8. In exercise classes, avoid the use of hand weights over 0.5 kg in weight. Heavier weights have been shown to increase the heart rate higher than 140 bpm. New Body exercise classes with no weights are a good alternative to normal aerobics classes. Avoid hand weights if pins and needles are being experienced in your hands.
9. Resistance training during pregnancy should involve low weight, high repetition work with an emphasis on endurance rather than strength training. Avoid heavy strength training. Try to avoid isometric contractions and holding your breath. Do not perform lunges or squats, these may lead to back and/or pubic pain.
10. Strengthen your pelvic floor muscles. Strong pelvic floor muscles will recover better after labour and delivery and will help to prevent stress incontinence. Follow these guidelines when doing the exercises: while seated or lying down, pretend that you are trying to stop yourself from urinating. The small muscles you are squeezing are your pelvic floor muscles. There are two types of contractions, short, quick ones and longer contractions with an emphasis on activating the deeper pelvic floor muscles. You should perform both types, doing up to 10-15 repetitions of each several times a day.
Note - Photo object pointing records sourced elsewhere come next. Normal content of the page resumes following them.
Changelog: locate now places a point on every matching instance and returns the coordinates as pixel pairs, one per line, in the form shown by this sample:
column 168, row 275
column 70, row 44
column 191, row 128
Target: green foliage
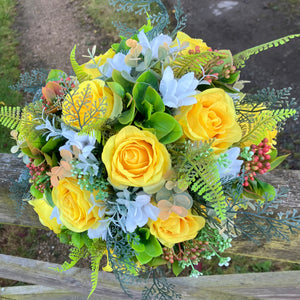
column 78, row 107
column 159, row 19
column 240, row 58
column 197, row 63
column 160, row 288
column 263, row 122
column 10, row 117
column 19, row 191
column 196, row 167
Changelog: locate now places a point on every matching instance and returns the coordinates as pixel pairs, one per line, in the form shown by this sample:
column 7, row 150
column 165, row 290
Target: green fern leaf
column 10, row 117
column 78, row 70
column 196, row 63
column 240, row 58
column 264, row 122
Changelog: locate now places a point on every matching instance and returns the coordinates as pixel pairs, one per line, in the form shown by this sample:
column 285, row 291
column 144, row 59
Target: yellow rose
column 176, row 229
column 194, row 44
column 136, row 158
column 94, row 73
column 90, row 102
column 213, row 116
column 74, row 204
column 44, row 210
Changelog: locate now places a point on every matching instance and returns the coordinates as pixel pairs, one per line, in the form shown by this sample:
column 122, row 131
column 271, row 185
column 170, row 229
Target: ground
column 48, row 30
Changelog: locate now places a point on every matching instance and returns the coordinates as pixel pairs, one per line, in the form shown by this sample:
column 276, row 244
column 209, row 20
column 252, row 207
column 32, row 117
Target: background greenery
column 9, row 65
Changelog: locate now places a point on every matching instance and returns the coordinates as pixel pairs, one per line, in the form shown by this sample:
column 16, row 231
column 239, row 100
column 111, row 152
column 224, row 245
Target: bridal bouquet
column 151, row 155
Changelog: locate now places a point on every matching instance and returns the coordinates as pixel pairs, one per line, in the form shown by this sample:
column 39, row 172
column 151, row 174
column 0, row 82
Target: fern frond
column 95, row 264
column 196, row 167
column 10, row 117
column 240, row 58
column 196, row 63
column 75, row 255
column 265, row 121
column 78, row 70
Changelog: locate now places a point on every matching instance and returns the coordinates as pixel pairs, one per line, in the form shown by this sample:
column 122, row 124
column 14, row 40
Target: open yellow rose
column 44, row 210
column 176, row 229
column 194, row 44
column 213, row 116
column 136, row 158
column 94, row 73
column 75, row 206
column 90, row 102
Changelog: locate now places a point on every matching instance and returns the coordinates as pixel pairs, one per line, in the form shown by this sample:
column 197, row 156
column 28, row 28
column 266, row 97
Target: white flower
column 100, row 231
column 85, row 143
column 138, row 211
column 115, row 63
column 233, row 166
column 178, row 93
column 158, row 41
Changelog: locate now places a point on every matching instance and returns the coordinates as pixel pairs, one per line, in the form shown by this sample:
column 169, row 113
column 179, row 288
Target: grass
column 9, row 65
column 102, row 15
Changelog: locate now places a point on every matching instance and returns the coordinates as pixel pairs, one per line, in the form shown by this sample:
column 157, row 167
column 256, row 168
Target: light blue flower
column 178, row 92
column 115, row 63
column 138, row 211
column 232, row 167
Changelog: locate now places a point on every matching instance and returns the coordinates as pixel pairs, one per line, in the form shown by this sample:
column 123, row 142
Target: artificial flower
column 212, row 117
column 232, row 167
column 178, row 92
column 196, row 45
column 139, row 211
column 115, row 63
column 75, row 205
column 92, row 101
column 44, row 210
column 135, row 157
column 176, row 229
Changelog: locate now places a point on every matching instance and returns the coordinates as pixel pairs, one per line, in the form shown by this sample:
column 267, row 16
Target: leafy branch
column 240, row 58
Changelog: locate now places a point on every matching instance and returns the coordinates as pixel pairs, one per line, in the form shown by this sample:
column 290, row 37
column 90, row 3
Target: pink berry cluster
column 192, row 251
column 38, row 175
column 260, row 162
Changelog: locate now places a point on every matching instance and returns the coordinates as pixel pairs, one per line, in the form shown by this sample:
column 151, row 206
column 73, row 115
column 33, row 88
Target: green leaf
column 157, row 261
column 127, row 116
column 149, row 78
column 176, row 268
column 51, row 145
column 143, row 257
column 277, row 161
column 125, row 83
column 35, row 192
column 48, row 196
column 77, row 240
column 55, row 75
column 167, row 129
column 153, row 247
column 116, row 88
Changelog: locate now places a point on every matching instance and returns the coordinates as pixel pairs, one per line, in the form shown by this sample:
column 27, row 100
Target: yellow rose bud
column 90, row 102
column 44, row 210
column 212, row 117
column 94, row 73
column 176, row 229
column 74, row 204
column 136, row 158
column 194, row 44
11. Wear a good, supportive bra. This helps to provide support for your enlarging and possibly tender breasts.
12. Avoid rapid changes in direction. As your body shape changes, so does your centre of gravity, which may effect your stability, balance and co-ordination. Sports and exercise classes, which involve rapid directional changes, lots of turns and twists and quick move changes, may put you at risk of injury. Either avoid thus or modify the exercises to make them simpler and less complicated.
13. Be very cautious if you are doing STEP or PUMP classes. For the same reasons as above, you may be at risk of injury or falling when stepping. From the first trimester, lower the step height - preferably working on a platform only - do not use hand weights, do not perform propulsions and do not participate in complicated Step classes. - In the second and third trimester, or at the time that you begin to show, Step classes are not ended because the changes in your body may effect your balance. Step classes should only be done by experienced pregnant exercisers and then, with extreme caution. If you have never done Step classes, don’t begin them during pregnancy. PUMP exercise classes should also be performed with caution and only by experienced PUMP exercisers. There may be risk of back or joint njury with PUMP during pregnancy.
14. Stretch gently. The hormone relaxin is in your body during pregnancy. This hormone causes increased joint laxity, which may make you more susceptible to injury. Be cautious and gentle with stretching.
15. With exercise, pregnant women sometimes experience low blood sugar levels, resulting in light- headedness or faintness. A light snack approximately 2 hours before exercise should prevent this. Carry a small carton of fruit juice to your workout in case this occurs.
16. STOP EXERCISE!! If at any time during your exercise session you feel very hot, faint, dizzy, short of breath, experience vaginal bleeding, have palpitations, blurred vision, disorientation or severe or continuous headaches STOP IMMEDIATELY!! It is also important to stop if you experience lower abdominal pain, tightness or cramping, back pain or pubic pain. If you experience any of these symptoms, consult your obstetrician.